Aproveito o ensejo para lamentar a reprovação, em 2005, da aluna Cláudia (nome fictício), uma garota com deficiência auditiva, numa das nossas escolas mais tradicionais. Devido à surdez, ela também possui problemas de comunicação oral. Apesar de inteligente, era extremamente tímida. Mas assim que entrou na escola começou a soltar-se. E tão logo essa planta sentiu os primeiros ventos da primavera, desceu sobre ela o inverno rigoroso, sem passagem pelo verão.

Discuti o caso com algumas pessoas que poderiam ter decidido a favor de Cláudia, sem resultado. A garota foi condenada e reprovada, sem direito a defesa.

Mas ainda há tempo para perguntar: a autoridade que bateu o martelo sabe mais que Cláudia? Talvez saiba conjugar os verbos e dividir por dois algarismos. Talvez tenha mestrado, talvez seja especialista em alguma ciência moderna, entretanto, alguém pode me dizer quantas coisas essa professora não sabe? Pense você, leitor: quantas coisas você sabe? E quantas não sabe?

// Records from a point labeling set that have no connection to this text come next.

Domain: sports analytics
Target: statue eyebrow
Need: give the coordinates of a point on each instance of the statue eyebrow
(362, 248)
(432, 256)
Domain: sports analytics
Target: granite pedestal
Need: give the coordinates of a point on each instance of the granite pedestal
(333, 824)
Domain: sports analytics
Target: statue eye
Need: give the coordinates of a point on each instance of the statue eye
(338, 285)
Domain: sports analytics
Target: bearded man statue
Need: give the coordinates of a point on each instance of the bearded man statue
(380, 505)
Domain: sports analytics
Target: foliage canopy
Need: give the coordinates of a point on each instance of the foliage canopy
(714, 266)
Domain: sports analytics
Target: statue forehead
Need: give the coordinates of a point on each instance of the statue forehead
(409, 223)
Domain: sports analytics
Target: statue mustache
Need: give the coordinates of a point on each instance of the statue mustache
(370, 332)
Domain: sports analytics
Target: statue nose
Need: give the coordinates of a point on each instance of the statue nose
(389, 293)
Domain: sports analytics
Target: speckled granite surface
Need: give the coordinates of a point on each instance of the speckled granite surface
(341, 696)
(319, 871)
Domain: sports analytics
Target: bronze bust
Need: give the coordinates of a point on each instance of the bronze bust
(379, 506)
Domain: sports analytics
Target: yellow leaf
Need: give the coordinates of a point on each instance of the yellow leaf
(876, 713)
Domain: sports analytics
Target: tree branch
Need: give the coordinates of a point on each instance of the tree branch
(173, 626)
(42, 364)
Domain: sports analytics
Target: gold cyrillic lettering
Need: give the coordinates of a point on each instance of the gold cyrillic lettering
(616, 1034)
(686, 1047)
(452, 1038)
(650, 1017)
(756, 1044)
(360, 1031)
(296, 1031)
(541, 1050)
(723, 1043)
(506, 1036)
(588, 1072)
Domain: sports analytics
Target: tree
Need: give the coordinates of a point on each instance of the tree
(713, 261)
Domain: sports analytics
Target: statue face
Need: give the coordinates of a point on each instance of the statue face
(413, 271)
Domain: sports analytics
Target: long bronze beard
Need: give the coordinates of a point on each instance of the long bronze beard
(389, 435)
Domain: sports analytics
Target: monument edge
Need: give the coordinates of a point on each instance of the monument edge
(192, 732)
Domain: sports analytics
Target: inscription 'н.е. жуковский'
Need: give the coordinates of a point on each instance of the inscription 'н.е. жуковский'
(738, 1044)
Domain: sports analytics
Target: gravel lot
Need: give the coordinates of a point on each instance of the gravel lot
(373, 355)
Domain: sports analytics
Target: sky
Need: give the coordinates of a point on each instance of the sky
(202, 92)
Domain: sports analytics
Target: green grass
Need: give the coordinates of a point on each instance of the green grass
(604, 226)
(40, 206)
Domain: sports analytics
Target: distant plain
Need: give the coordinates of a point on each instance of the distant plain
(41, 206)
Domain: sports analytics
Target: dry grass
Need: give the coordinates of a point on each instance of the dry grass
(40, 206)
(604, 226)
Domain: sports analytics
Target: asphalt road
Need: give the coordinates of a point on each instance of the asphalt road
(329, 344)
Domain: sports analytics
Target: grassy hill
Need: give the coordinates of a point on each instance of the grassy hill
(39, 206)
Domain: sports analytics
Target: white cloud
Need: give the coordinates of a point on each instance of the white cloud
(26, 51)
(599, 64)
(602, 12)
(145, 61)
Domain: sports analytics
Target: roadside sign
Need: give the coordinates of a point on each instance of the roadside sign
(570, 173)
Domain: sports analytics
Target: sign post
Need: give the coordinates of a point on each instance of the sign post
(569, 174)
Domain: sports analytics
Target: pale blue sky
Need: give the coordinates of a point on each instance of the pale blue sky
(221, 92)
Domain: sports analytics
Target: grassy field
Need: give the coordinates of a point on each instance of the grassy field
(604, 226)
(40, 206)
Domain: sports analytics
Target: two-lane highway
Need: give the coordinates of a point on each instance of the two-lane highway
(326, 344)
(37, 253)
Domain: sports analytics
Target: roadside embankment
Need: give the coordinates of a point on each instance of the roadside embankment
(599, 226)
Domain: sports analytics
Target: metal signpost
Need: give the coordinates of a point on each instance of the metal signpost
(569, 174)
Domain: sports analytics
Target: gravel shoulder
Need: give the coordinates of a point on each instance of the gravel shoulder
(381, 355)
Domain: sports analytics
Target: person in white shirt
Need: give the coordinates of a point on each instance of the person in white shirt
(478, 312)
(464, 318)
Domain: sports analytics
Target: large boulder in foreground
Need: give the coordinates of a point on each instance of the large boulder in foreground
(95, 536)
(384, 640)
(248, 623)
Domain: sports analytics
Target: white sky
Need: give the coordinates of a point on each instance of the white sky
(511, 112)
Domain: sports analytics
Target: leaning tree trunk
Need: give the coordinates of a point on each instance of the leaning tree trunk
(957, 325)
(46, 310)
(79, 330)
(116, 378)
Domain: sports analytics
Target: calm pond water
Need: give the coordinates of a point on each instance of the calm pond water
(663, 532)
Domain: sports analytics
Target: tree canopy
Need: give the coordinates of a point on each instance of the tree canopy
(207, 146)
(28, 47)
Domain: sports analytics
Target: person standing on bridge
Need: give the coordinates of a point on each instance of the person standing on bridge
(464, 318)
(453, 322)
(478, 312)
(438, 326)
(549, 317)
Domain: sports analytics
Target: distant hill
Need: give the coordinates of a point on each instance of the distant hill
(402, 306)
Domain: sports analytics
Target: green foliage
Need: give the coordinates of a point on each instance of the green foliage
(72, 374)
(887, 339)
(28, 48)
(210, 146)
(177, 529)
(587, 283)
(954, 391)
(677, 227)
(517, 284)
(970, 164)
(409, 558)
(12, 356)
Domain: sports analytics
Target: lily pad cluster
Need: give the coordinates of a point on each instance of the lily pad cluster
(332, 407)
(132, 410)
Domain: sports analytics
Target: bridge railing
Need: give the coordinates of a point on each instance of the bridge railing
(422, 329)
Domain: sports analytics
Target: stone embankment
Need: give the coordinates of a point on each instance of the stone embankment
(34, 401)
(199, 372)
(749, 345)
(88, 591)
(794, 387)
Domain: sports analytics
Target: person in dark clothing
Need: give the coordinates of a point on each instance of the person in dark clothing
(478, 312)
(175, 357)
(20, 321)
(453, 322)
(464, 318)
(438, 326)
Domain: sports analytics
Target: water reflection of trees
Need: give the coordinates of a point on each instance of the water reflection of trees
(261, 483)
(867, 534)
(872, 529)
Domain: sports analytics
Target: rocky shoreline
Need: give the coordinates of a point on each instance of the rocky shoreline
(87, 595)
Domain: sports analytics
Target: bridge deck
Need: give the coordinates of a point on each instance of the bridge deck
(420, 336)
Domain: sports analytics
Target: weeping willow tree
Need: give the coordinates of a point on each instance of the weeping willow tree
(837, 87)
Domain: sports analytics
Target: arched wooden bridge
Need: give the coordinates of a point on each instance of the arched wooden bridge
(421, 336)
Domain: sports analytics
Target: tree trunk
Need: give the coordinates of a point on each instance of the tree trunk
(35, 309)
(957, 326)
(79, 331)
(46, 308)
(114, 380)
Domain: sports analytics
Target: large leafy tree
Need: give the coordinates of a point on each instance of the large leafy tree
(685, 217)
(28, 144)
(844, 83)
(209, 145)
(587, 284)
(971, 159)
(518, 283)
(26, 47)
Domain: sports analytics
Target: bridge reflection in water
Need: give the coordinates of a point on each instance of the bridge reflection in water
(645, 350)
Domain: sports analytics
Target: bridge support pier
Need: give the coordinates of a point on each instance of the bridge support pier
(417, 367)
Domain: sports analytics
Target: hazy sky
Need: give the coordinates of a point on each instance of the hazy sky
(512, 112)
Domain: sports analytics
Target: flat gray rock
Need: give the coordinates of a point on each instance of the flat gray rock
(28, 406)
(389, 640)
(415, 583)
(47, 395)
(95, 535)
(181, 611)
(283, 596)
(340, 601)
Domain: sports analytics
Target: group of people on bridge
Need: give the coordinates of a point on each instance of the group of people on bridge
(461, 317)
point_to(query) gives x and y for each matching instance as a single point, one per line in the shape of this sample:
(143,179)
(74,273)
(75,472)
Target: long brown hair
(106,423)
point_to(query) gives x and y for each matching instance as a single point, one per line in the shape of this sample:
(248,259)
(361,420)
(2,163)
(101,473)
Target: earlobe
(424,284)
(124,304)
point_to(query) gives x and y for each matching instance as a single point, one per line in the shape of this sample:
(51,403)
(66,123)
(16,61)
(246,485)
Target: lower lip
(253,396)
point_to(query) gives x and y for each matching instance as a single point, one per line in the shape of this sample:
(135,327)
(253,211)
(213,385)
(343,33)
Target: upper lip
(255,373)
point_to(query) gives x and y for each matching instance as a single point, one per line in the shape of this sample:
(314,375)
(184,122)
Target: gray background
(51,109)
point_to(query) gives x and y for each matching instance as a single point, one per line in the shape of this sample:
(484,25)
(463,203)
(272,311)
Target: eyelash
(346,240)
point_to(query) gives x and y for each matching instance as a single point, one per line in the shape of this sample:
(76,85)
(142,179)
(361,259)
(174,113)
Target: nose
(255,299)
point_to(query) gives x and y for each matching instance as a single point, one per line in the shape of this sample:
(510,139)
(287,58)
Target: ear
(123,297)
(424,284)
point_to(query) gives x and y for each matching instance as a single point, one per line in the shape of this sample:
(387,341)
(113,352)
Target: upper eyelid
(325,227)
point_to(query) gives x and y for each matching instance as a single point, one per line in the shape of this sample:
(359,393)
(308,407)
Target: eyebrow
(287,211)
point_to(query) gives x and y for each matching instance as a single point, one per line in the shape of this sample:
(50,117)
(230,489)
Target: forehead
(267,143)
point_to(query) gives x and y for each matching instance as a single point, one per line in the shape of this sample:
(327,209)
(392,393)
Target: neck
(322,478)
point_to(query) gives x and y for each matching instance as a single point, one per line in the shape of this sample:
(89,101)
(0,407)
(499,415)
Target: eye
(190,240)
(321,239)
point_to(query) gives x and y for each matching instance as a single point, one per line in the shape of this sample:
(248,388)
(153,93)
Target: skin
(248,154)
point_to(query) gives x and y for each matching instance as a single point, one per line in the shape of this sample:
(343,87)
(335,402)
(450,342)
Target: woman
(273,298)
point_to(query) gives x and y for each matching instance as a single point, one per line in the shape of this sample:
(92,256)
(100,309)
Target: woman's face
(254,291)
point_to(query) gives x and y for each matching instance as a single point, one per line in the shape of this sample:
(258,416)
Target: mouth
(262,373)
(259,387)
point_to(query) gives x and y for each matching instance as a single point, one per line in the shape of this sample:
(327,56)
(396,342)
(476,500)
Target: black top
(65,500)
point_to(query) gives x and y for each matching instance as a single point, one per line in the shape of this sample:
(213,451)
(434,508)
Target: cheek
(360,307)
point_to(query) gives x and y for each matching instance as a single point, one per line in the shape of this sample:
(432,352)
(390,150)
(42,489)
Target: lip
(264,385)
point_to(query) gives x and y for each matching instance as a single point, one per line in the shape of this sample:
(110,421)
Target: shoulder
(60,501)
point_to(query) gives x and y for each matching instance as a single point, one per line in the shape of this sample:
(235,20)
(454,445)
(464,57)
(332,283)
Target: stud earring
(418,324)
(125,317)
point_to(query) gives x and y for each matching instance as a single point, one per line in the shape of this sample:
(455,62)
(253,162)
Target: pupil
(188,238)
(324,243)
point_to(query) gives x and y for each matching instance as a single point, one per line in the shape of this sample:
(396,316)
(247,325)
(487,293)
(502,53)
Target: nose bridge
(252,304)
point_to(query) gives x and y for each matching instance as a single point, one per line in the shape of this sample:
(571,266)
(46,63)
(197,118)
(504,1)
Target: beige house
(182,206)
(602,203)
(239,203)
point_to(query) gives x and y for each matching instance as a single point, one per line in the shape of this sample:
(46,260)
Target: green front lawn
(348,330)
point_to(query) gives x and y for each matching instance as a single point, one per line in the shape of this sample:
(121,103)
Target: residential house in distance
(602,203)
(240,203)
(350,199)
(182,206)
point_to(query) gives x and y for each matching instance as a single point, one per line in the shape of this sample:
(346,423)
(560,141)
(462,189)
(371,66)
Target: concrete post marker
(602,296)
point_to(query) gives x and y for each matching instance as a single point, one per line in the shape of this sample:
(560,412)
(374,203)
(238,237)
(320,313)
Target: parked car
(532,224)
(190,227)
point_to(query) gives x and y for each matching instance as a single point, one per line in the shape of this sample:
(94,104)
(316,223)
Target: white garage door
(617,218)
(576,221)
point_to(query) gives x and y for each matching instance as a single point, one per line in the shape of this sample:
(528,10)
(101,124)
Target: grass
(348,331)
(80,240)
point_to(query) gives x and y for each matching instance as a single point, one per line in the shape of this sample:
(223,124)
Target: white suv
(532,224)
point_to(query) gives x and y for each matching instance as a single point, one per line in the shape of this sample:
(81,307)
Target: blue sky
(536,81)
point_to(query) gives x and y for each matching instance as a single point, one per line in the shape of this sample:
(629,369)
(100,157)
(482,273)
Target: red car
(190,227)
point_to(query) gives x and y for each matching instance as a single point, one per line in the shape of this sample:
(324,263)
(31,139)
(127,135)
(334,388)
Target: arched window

A quantidade de coisas que não sabemos - e nem mesmo os ganhadores do Nobel sabem - é infinita. Reprovar um aluno porque não consegue reproduzir numa folha de provas um certo conceito, ou resolver uma certa conta, é relegar toda a humanidade à reprovação. Considerando a vastidão das coisas que não sabemos em relação ao tão pouco que sabemos, deveríamos ser todos reprováveis. Ou, pelo menos, deveríamos ter a humildade de admitir nossas limitações, e andar mais próximos, conversar mais sobre os nossos verdadeiros anseios.

A grande verdade é que nem mesmo sabemos o que somos. Você pode dizer que é uma pessoa, amigo leitor. Mas o que é uma pessoa? Admito que ainda não descobri o que é isso. Creio que um dia saberemos, mas, acredite, por enquanto ninguém sabe o que é uma pessoa. A cada ano surgem novos dados, novos conhecimentos, e vamos percebendo que o conceito de "ser humano" varia no tempo e no espaço, segundo as intenções e as capacidades de quem estuda esse fenômeno estupendo. Por enquanto, o que temos de real e concreto é que estamos todos no escuro, ainda nas cavernas da ignorância, e que só sairemos daqui de braços dados.

Por favor, botem lenha nessa fogueira. Nossas crianças merecem essa atitude corajosa.